All the sexy words in the innovation toolbox we see across Australia, Europe and the US and the legitimate practices behind those isn’t happening here yet at scale. What happens here when true diversity of thought, an ability to openly critique issues irrelevant of hierarchies and a public dialogue is required to shift the status quo and re-imagine the underpinning structures?
Social Innovation is occurring in exemplary but very small pockets, and examples of bottom up social innovation spurred on from the Tohoku earthquake are a plenty. However, many of these sit at the non-profit end of the spectrum. Wonderfully, social purpose is high across Japan and indeed many government sectors have such departments, but a change must occur so these actors can move from seeing their role as managing change and wellbeing to that of empowering others across all levels of society to create change.
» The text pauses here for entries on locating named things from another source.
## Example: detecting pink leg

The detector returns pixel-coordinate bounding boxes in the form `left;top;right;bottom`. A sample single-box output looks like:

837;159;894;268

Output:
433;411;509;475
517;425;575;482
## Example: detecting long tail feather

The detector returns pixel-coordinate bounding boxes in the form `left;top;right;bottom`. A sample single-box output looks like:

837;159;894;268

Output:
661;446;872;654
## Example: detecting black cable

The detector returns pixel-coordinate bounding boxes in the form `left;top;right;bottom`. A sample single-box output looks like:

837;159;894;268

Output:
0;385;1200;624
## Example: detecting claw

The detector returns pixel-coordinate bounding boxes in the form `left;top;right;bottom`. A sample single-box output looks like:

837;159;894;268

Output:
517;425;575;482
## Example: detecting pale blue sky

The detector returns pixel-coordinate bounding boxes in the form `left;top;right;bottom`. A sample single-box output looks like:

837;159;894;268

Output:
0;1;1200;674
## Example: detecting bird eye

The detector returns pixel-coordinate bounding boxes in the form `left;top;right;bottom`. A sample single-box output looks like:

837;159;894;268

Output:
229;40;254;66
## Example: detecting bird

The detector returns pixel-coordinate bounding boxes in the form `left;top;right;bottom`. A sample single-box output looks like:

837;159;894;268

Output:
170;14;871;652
Japan is in the unique position to act as a true global leader and continue to take an even stronger international voice as one of the worlds most intellectual and urbanised countries
Japan is in the unique position to act as a true global leader and continue to take an even stronger international voice as one of the worlds most intellectual and urbanised countries, and act, as a test bed for development needs, infrastructure and green technologies. But of course to drive disruption requires all cogs of culture and society to interact, otherwise once again, the paradox of innovation in Japan will expand. New processes and advocates for increasing agility, true international diversity of thought, critical thinking and complete ecosystem innovation is needed that loosens the ties a little and allows things to get a bit messy.
Linking the Government, business and civic society into a tri-sector approach is key so that the world of open innovation that Mr Sorato speaks of, and the Silicon Valley that Mr Abe speaks of can link with a changing narrative in society that enables citizen voice and international discourse. Whole problem spaces must be interlinked for deep-seated change to occur, one that leverages the new visions for startups of Japan, the power of the big corporations, the credibility of government and the authentic voices of the people and their culture in a collaborative manner.
I for one believe that Japan is up to the challenge, and hope that leaders in all sectors call for large tribes of advocates to move to the fore, taking Japan into the uncomfortable complexities they face and unleash the vast opportunities that lay within the power of a networked approach.